山口樹。大手食品メーカーの課長を勤めるエリート、だった男。数年前、大学の同級生だった美香と結婚した直後、勤め先の食品偽造がニュースで大々的に取り上げられ、株価が大暴落。その食品がたまたま彼の部署の部門であったことから、整理解雇の対象となりリストラされる。その後美香は依頼者を毎日のようにDVするようになり、この有り様だというわけだ。
おそらく美香は、金目当てで結婚したからこその仕打ちなんだろうが、あまりにもこいつが不憫だよ。たまたま解雇の対象になっただけなのにな。
「1億」
「……え?」
「1億円で引き受ける。言い値なんだろ?払えないんなら、帰った帰った」
あたしは思わず口を挟もうとした。同情なんて性に合わないが、これじゃああまりにもこいつが救われない。
「お、おいオッサン。からかうのはあたしだけにしろって、な?」
「エマ、俺たち『絵描き屋』は完璧なアリバイを作って提供する。ときに指紋を捏造したり、ときにカメラの映像を合成したり。今回は話利く限り、ぶちまける範囲が広すぎて尻拭いしきれねえよ。それともなんだ、お前が全部責任もってやってくれんのか?あ?」
オッサンはまたナイフを投げたときのような鋭い目でこちらをギロリと睨んだ。
仕事の件になるとオッサンはかなりストイックになる。失敗は絶対に許されないというプロ意識からだとは思うが、あたしが容易に口出しすると、マジで殺されかねない。だから基本、言われたことしかやらない。でも……
「やるよ」
啖呵切ってすくっと立ち上がった。かっこつけて言ったつもりだったが、多分声は震えていたと思う。
「ほう。
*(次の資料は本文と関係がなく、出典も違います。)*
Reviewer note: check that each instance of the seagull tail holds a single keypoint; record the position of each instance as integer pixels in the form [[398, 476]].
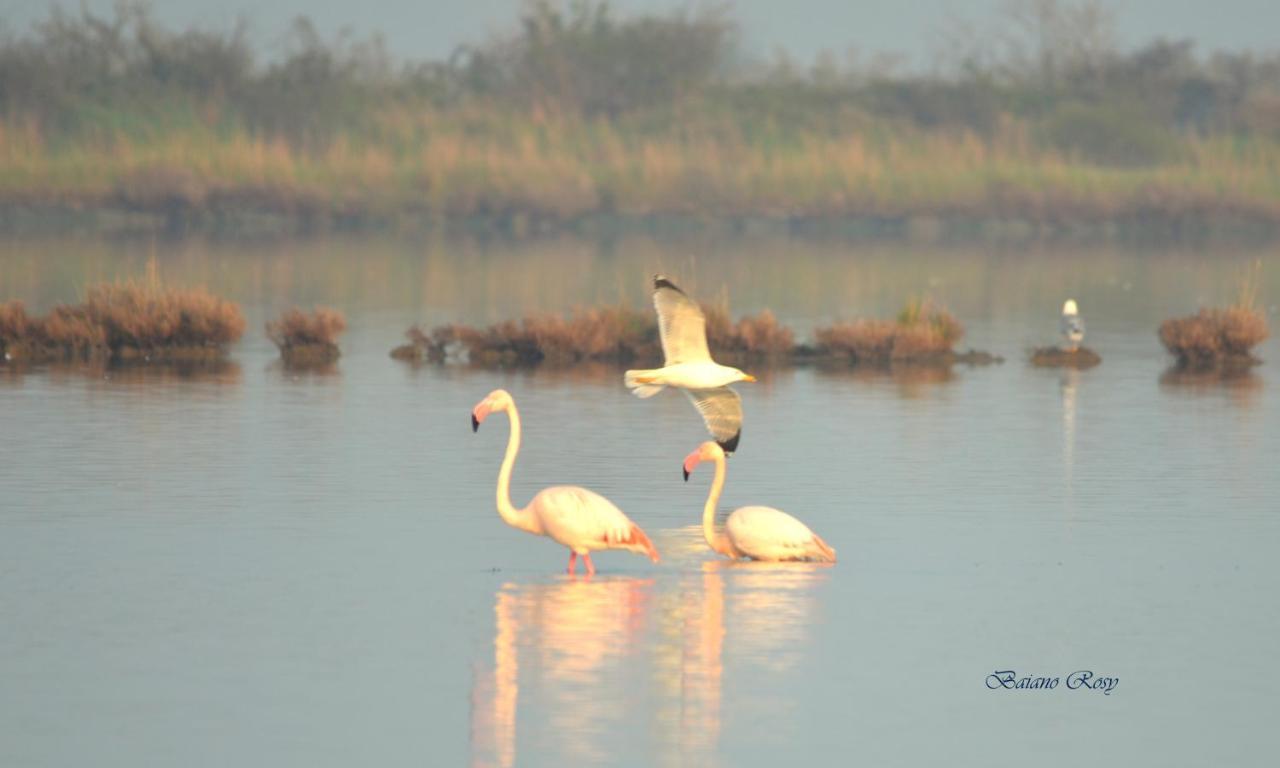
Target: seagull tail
[[641, 383]]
言うようになったなお前も」
「あたしは……許せないんだよ。自分の勝手な理由で無差別に暴力を振るうやつが。オッサンが引き受けないなら、あたしが、やる」
武者震いなのか恐怖による震えなのか分からないまま、しゃがみこんで依頼者の顔を覗き込んで尋ねる。
「あたしなら、半額の5000万でやる。どうだい、山口さん?」
「5000万円で、ほんとに、ほんとに妻を殺したあとの完璧なアリバイを作ってくれるんですよね?5000万円なら、なんとかして払います」
すると、オッサンは突然ソファーから立ち上がり、わざとらしく大きな声で笑いながらゆっくりと拍手をし始めた。
「ならば、交渉成立だ。山口さん、助手のエマと打ち合わせをして当日を迎えてくれ。なお、この契約は機密性が非常に高いため、何かしらの原因で外部へ漏れた場合……」
「お前ら二人を消して俺のアリバイとする、いいな?」
いつの間にか背後を取られていた。あたしの喉元に右手のナイフ、依頼者の頸動脈付近に左手のナイフが添えられた。さすが元軍人、その気になればいつでも殺せるってか。てか、あたしも殺されんのかよ。それは聞いてねえぞ。
「わかりました。……よろしくお願いします」
依頼者は真っ直ぐな瞳であたしを見つめた。その瞳の奥には、生半可なことでは消せやしない怨嗟の炎が宿っていた。